Date of Award

6-1-2010

Document Type

Thesis (Master's)

Department or Program

Department of Computer Science

First Advisor

Sean Smith

Abstract

Message authentication with low latency is necessary to ensure secure operations in legacy industrial control networks, such as power grid networks. Previous authentication solutions by our lab and others looked at single messages and incurred noticeable latency. To reduce this latency, we develop Predictive YASIR, a bump-in-the-wire device that looks at broader patterns of messages. The device (1) predicts the incoming plaintext based on previous observations; (2) compresses, encrypts, and authenticates data online; and (3) pre-sends a part of ciphertext before receiving the whole plaintext.
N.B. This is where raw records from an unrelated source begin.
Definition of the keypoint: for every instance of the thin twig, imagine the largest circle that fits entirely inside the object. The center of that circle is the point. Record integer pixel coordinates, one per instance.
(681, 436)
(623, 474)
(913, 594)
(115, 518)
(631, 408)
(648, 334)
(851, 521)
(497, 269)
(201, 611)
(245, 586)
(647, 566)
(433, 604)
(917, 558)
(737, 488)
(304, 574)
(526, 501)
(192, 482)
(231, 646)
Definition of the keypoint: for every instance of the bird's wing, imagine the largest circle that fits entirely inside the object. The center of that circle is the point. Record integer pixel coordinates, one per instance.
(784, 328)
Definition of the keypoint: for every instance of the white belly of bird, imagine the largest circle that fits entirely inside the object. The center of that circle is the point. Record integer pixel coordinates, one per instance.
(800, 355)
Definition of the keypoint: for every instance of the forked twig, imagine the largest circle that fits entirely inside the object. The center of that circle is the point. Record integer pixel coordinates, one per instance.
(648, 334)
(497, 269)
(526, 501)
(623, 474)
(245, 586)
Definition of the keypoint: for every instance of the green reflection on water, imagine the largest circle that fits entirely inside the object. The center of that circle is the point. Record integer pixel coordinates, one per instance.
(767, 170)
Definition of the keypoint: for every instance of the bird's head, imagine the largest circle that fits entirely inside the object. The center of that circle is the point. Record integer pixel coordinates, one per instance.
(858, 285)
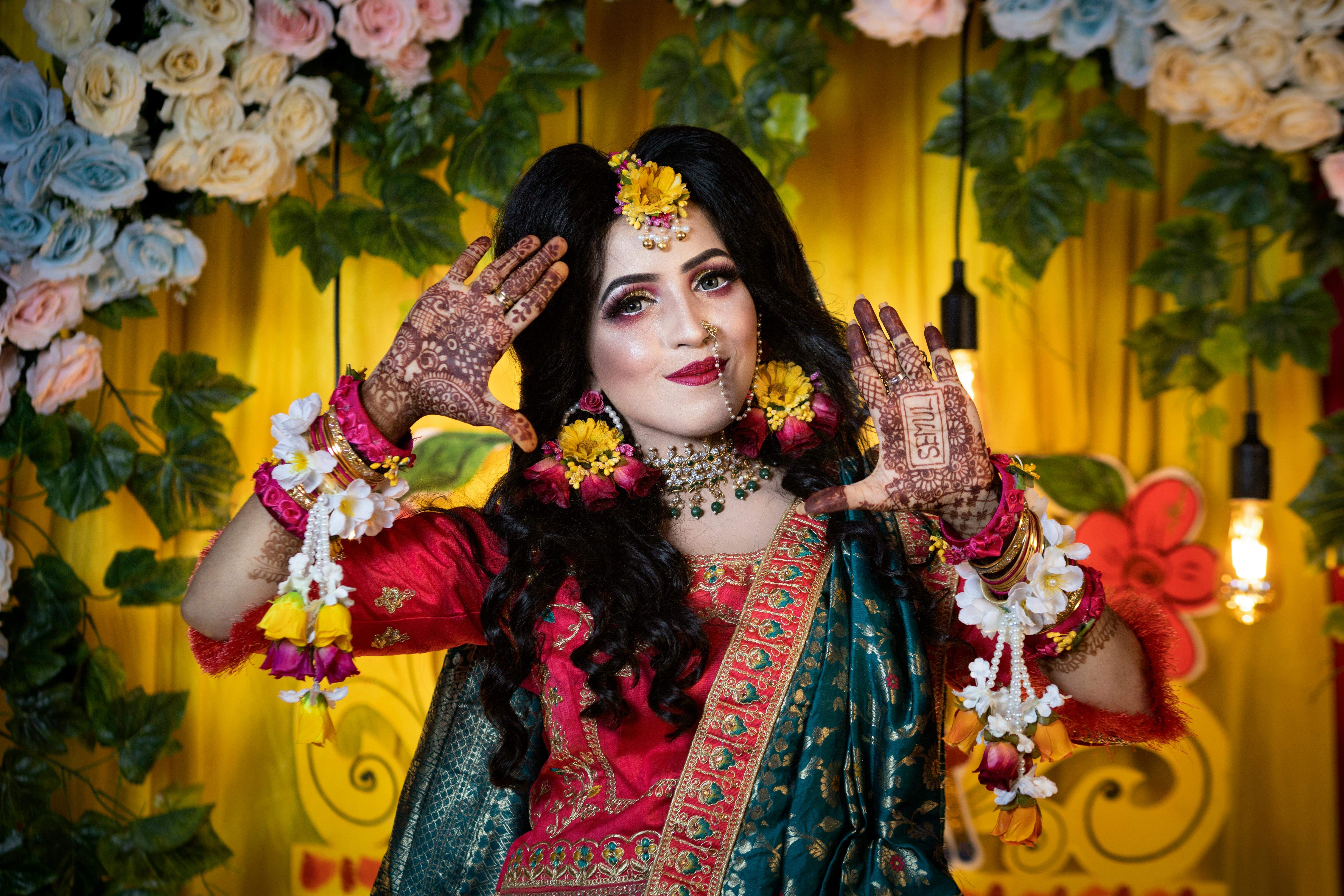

I demonstrate the performance properties of this approach by implementing it in the Scalable Simulation Framework and testing it on Modbus/ASCII protocol, which is widely used in the power grid, oil and gas, manufacturing, and water treatment control networks. By looking at broader message patterns and using predictive analysis, my results demonstrate a 15.48 +/- 0.35% improvement in latency over the previous most efficient solution. The simulation code is available from http://www.cs.dartmouth.edu/~pyasir/.

Comments

Originally posted in the Dartmouth College Computer Science Technical Report Series, number TR2010-665.